Fellow, affiliation:
10/2022-09/2024: Chair for History of Church and Theology, University of Siegen
Alternative Facts and Evangelical Fiction
The polarization of American culture has led to a political climate in which left and right disagree not only on the interpretation of facts, but on what those facts are, such that each side increasingly views the other as deliberately obtuse and morally culpable. My work on American evangelical fiction of the late 20th and early 21st centuries suggests that the gulf between positions is at least partly explainable by differences in what Paul Veyne calls programs of truth.
Studies of American white evangelical Christian fantastic literature are largely limited to apocalyptic fiction, and particularly the Left Behind novels. However, my research indicates that a closer look at a broader selection of American evangelical fantastic literature is warranted, because it shows consistent patterns in the modelling of decision-making and the evaluation of information.

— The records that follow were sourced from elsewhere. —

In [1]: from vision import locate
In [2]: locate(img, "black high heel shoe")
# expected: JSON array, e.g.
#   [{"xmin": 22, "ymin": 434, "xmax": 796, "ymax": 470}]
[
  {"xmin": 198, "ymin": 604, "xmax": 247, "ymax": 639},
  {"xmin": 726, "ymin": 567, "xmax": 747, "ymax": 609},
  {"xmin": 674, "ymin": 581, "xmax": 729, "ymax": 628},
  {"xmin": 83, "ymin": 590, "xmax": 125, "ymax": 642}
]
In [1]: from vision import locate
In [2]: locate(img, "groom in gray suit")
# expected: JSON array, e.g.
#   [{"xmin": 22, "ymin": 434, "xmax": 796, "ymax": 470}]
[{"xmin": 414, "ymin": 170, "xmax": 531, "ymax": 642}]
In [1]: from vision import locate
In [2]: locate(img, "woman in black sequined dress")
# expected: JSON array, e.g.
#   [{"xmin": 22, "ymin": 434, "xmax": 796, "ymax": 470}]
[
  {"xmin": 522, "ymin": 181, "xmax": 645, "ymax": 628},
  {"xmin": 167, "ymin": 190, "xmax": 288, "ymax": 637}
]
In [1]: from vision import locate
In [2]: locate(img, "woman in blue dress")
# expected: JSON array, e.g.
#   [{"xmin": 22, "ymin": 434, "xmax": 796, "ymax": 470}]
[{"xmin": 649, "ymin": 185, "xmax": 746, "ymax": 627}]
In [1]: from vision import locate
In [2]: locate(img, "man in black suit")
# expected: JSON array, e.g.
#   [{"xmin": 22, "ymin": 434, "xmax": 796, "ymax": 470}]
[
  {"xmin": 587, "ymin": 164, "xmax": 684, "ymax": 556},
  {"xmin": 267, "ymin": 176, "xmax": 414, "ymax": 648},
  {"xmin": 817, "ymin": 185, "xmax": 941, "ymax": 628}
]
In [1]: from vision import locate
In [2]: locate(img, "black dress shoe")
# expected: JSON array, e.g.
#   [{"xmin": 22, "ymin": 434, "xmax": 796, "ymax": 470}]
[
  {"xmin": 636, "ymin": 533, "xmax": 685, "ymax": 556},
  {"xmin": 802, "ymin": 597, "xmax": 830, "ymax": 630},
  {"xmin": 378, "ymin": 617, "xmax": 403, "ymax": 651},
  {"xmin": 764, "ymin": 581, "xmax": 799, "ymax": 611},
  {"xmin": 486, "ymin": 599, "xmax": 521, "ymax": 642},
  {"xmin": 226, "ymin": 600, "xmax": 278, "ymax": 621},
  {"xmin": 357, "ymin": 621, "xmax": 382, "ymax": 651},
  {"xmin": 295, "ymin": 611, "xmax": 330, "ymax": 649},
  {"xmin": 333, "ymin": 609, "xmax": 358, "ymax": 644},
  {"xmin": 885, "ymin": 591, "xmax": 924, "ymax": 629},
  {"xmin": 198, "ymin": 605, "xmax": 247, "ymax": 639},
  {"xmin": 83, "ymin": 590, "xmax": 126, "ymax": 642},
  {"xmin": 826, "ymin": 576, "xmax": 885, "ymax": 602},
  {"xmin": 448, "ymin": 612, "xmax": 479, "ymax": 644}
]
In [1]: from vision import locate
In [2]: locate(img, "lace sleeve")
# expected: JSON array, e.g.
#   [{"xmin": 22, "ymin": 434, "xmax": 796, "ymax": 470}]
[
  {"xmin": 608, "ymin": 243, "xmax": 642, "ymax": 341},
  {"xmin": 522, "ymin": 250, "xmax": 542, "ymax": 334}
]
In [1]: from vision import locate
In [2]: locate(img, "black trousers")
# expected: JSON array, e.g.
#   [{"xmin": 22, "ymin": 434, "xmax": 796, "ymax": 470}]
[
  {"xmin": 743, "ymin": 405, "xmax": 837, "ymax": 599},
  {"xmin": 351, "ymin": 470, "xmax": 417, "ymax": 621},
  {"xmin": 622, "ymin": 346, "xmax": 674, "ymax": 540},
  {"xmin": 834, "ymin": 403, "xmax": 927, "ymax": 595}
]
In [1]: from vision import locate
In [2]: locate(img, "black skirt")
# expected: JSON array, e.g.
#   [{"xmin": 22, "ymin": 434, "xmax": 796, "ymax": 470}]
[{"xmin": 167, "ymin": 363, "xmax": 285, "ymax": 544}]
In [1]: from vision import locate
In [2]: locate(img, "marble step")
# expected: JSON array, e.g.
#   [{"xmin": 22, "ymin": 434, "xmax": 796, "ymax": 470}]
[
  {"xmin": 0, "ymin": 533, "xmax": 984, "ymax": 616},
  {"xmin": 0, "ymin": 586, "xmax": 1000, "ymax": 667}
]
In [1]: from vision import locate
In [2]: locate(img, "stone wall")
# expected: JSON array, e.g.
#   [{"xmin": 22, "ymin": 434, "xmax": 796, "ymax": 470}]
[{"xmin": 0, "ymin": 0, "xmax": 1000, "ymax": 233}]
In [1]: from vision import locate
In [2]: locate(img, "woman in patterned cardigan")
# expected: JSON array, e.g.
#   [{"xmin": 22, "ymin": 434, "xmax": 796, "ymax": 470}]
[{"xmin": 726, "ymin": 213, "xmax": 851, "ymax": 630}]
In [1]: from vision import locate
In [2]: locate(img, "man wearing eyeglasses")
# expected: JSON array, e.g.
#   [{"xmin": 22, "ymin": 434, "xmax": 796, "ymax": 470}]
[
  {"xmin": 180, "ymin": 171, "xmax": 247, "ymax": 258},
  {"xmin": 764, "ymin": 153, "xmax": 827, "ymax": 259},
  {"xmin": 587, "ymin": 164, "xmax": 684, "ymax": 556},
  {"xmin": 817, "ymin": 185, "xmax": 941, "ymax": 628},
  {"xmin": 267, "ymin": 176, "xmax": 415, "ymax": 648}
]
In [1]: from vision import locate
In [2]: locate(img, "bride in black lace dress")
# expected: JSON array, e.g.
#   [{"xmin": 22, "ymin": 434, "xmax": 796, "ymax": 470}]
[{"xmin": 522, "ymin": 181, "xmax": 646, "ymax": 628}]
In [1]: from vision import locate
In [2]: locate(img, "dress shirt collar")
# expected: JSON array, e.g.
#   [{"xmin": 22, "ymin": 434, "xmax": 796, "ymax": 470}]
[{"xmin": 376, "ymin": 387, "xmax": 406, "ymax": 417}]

While neither white American evangelicals nor American conservatives are a monolithic group, and the relationship between white American evangelicalism and cultural conservatism is complex, I propose that a study of American white evangelical fiction of the late twentieth and early twenty-first centuries will uncover not only a different set of values, but also different decision-making protocols and different criteria for truth itself. Further, I argue that due to the cross-pollination of ideas between white evangelical Christians and the broader conservative movement over the past few decades, this different program of truth sheds light on decision-making and communication strategies in present-day American conservatism. White evangelical fiction did not cause the current climate of alternative facts, but I do claim that it models and reinforces thought patterns that allow such a climate to arise.